Nucleic Acids Res. 1991 Oct 11;19(19):5233-6. doi: 10.1093/nar/19.19.5233.
Lac repressor (LacR) is a helix-turn-helix motif sequence-specific DNA binding protein. Based on proton NMR spectroscopic investigations, Kaptein and co-workers have proposed that the helix-turn-helix motif of LacR binds to DNA in an orientation opposite to that of the helix-turn-helix motifs of lambda repressor, lambda cro, 434 repressor, 434 cro, and CAP [Boelens, R., Scheek, R., van Boom, J. and Kaptein, R., J. Mol. Biol. 193, 1987, 213-216]. In the present work, we have determined the orientation of the helix-turn-helix motif of LacR in the LacR-DNA complex by the affinity cleaving method. The DNA cleaving moiety EDTA.Fe was attached to the N-terminus of a 56-residue synthetic protein corresponding to the DNA binding domain of LacR. We have formed the complex between the modified protein and the left DNA half site for LacR. The locations of the resulting DNA cleavage positions relative to the left DNA half site provide strong support for the proposal of Kaptein and co-workers.

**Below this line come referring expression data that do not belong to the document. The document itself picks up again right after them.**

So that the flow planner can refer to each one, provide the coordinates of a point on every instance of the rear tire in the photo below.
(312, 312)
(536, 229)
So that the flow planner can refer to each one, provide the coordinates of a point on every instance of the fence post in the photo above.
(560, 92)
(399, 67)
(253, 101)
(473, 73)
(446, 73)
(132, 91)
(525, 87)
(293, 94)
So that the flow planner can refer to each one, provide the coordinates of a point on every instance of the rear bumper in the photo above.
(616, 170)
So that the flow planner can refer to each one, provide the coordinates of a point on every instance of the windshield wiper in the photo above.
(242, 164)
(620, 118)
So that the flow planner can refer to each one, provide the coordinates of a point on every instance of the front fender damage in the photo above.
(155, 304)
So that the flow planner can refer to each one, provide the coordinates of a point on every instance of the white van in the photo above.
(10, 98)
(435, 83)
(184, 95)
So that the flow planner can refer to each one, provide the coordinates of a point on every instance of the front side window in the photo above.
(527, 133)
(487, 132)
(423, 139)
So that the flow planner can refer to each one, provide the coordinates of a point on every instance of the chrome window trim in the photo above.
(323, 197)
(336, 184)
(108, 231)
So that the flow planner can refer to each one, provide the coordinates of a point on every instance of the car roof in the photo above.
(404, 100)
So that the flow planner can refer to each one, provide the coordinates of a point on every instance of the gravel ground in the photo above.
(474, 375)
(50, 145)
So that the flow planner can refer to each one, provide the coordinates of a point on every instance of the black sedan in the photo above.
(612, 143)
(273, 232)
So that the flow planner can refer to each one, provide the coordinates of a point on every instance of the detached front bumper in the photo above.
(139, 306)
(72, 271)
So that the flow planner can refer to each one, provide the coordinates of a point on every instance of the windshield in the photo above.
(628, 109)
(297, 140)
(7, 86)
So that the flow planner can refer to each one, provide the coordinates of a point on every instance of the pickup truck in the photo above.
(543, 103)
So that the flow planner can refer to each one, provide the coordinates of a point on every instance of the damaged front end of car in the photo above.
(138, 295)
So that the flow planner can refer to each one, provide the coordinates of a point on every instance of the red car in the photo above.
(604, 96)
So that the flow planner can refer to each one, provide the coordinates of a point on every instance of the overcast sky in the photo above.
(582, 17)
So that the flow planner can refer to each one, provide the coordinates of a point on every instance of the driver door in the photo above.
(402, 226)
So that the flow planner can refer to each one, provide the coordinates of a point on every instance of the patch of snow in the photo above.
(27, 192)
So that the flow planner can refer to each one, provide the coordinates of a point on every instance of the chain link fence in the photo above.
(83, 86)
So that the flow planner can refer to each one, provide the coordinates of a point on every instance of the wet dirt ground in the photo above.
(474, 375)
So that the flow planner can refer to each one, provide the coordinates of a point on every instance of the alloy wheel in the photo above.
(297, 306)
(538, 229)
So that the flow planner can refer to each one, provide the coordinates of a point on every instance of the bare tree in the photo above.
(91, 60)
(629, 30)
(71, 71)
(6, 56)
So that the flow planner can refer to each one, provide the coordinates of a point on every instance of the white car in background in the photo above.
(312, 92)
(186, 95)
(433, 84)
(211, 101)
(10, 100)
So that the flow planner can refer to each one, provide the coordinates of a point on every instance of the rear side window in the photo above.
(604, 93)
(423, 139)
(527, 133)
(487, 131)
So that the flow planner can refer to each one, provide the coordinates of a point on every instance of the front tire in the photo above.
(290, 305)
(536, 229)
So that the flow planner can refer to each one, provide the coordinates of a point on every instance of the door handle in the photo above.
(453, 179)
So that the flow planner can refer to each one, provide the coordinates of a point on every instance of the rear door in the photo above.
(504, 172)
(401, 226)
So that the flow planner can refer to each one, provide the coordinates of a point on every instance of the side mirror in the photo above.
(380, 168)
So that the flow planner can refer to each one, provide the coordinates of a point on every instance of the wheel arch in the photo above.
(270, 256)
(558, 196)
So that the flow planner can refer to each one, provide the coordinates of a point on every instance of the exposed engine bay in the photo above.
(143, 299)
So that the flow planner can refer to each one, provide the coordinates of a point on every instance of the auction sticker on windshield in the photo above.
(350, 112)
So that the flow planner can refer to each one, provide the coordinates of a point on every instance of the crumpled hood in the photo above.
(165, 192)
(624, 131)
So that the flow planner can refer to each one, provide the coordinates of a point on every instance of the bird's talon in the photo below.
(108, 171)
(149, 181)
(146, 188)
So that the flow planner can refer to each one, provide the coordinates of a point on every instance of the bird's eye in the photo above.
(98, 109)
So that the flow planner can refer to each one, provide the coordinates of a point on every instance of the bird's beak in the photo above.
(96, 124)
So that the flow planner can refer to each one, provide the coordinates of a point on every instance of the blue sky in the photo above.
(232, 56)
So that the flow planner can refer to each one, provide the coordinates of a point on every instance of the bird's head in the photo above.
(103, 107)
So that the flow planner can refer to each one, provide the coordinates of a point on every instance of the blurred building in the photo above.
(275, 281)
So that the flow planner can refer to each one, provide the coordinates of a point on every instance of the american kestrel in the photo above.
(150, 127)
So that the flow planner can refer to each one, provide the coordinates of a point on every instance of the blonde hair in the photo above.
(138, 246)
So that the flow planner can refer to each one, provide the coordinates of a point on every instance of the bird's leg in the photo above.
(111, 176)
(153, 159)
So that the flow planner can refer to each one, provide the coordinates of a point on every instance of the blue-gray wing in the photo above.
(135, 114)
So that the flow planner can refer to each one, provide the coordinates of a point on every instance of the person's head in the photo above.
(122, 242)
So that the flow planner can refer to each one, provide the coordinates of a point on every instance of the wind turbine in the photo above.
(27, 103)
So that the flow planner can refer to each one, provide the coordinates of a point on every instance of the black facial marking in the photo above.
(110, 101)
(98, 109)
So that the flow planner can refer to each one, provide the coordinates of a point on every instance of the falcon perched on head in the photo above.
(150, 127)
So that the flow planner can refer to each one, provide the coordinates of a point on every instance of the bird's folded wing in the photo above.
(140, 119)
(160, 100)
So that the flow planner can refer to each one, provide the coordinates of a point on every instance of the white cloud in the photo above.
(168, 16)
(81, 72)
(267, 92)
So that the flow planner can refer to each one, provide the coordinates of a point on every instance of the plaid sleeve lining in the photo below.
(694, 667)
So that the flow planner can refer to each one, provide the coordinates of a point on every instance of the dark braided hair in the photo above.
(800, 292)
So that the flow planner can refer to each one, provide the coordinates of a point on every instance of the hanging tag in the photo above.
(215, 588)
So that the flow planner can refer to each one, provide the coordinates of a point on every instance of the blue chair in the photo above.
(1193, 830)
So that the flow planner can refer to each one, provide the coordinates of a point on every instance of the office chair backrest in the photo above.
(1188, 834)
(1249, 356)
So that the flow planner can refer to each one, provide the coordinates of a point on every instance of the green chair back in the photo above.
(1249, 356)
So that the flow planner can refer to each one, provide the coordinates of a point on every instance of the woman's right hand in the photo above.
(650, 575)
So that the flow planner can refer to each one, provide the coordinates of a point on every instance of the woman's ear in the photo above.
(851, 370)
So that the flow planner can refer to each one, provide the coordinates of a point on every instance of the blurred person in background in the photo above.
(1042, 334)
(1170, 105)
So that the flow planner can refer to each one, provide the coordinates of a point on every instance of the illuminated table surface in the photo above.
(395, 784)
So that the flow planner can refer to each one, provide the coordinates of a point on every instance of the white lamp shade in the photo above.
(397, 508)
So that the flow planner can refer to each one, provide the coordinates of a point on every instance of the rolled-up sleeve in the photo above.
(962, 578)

乳糖阻遏蛋白(LacR)是一种具有螺旋-转角-螺旋基序的序列特异性DNA结合蛋白。基于质子核磁共振光谱研究,卡普泰因及其同事提出,LacR的螺旋-转角-螺旋基序与DNA结合的方向与λ阻遏蛋白、λ cro、434阻遏蛋白、434 cro和CAP的螺旋-转角-螺旋基序相反[博伦斯,R.,谢克,R.,范博姆,J.和卡普泰因,R.,《分子生物学杂志》193,1987,213 - 216]。在本研究中,我们通过亲和切割法确定了LacR - DNA复合物中LacR的螺旋-转角-螺旋基序的方向。将DNA切割部分EDTA.Fe连接到对应于LacR DNA结合结构域的56个残基合成蛋白的N端。我们已经在修饰后的蛋白与LacR的左侧DNA半位点之间形成了复合物。所得DNA切割位置相对于左侧DNA半位点的位置为卡普泰因及其同事的提议提供了有力支持。